THE FAVORITE TEXTS OF JESUS.

Luke iv. 17: "HE OPENED THE BOOK, AND FOUND THE PLACE."

WHEN you read an interesting book, it becomes

more interesting if you find that some one whom you love and respect has read it before you, and has marked, here and there, any favorite passages. The first time I read Spenser's "Fairy Queen," it was in Kentucky, and in a copy which had belonged to the poet John Keats. It was marked all through with his pen at those places which especially interested and pleased him. I enjoyed the book all the more for those marks. The pleasure you find in this, arises, I think, from the fact that you are reading two minds at the same time, -the mind of the author, and that of the previous reader. You seem to look into the heart and thought of him who has gone. before you; and, whenever you come to his pencilmark, you say, "Why was he interested in this?” and you stop a moment to read in your friend's mind what his thought was about the author.

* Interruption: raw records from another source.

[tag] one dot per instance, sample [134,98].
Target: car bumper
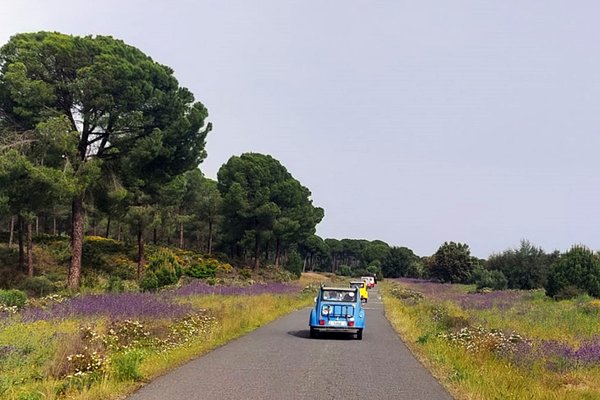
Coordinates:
[320,328]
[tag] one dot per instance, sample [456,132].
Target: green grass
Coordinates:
[36,349]
[484,375]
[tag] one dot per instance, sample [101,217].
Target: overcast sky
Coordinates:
[413,122]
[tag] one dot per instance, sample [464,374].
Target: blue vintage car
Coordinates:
[337,310]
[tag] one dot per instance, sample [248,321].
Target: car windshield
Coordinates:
[338,295]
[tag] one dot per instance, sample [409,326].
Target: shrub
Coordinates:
[149,282]
[13,298]
[163,269]
[485,278]
[38,286]
[246,273]
[202,269]
[345,270]
[576,272]
[408,296]
[115,285]
[453,263]
[525,268]
[294,264]
[126,365]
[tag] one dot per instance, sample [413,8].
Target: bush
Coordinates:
[524,268]
[294,264]
[126,365]
[485,278]
[163,269]
[202,269]
[149,282]
[115,285]
[345,270]
[453,263]
[13,298]
[246,273]
[576,272]
[38,286]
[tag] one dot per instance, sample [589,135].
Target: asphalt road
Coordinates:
[279,361]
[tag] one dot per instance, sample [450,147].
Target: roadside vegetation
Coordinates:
[508,344]
[101,346]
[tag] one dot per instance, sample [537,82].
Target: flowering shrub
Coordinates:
[558,355]
[199,288]
[446,320]
[13,298]
[408,296]
[125,335]
[117,306]
[225,268]
[164,269]
[591,307]
[202,269]
[482,340]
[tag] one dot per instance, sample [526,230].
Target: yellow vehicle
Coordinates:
[362,286]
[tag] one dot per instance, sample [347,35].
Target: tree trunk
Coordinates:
[108,227]
[141,260]
[12,231]
[30,248]
[256,251]
[77,221]
[277,251]
[21,249]
[181,235]
[209,238]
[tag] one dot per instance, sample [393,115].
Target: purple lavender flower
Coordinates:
[117,306]
[501,299]
[200,288]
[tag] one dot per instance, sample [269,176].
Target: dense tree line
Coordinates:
[97,138]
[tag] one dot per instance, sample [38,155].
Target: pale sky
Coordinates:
[413,122]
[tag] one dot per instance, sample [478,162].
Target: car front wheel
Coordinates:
[359,334]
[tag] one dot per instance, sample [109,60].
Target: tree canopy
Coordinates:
[262,203]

Now, suppose that we could have the very copy of the Hebrew Scriptures which was used by Jesus

when a child, a boy, a man, at Nazareth,

the very

rolls, marked in the margin with his hand at his favorite passages: could any thing be more interesting than this? Would it not let us into the mind of Christ to see what texts he loved the most in all the volume ? How very interesting, how deeply affecting, would it be to see the Bible which our Lord used! I was interested in John Keats's marks in "Spenser," because he was a poet too. A poet reading a poet seems to be a good guide; but Jesus, the prophetic soul, reading the books of the great prophetic souls who went before him, interprets them to us best of all.

We have not the Bible that Jesus used; but we have almost the same thing: we have his favorite passages in the Old Testament given to us in another way. We have his quotations from it preserved for in us the New Testament. All may not be preserved; but we have about forty passages, quoted by Jesus from the different Jewish Scriptures.

I have thought it might be interesting and useful to look at these, or at some of them, and so get a glimpse into the mind of Jesus through this little window.

Jesus has quoted about thirty-nine passages from eleven books of the Old Testament. From each of the five books of Moses, Genesis, Exodus, Leviticus, Numbers, and Deuteronomy, fifteen passages; nine passages from the Psalms; seven from Isaiah; eight from Jeremiah, Hosea, Malachi, and Zechariah.

He has quoted nothing from the historical books, from Joshua to Esther inclusive; nothing from Job, Proverbs, Ecclesiastes, or the Song of Solomon; nothing from twelve of the prophets, including Ezekiel and Daniel.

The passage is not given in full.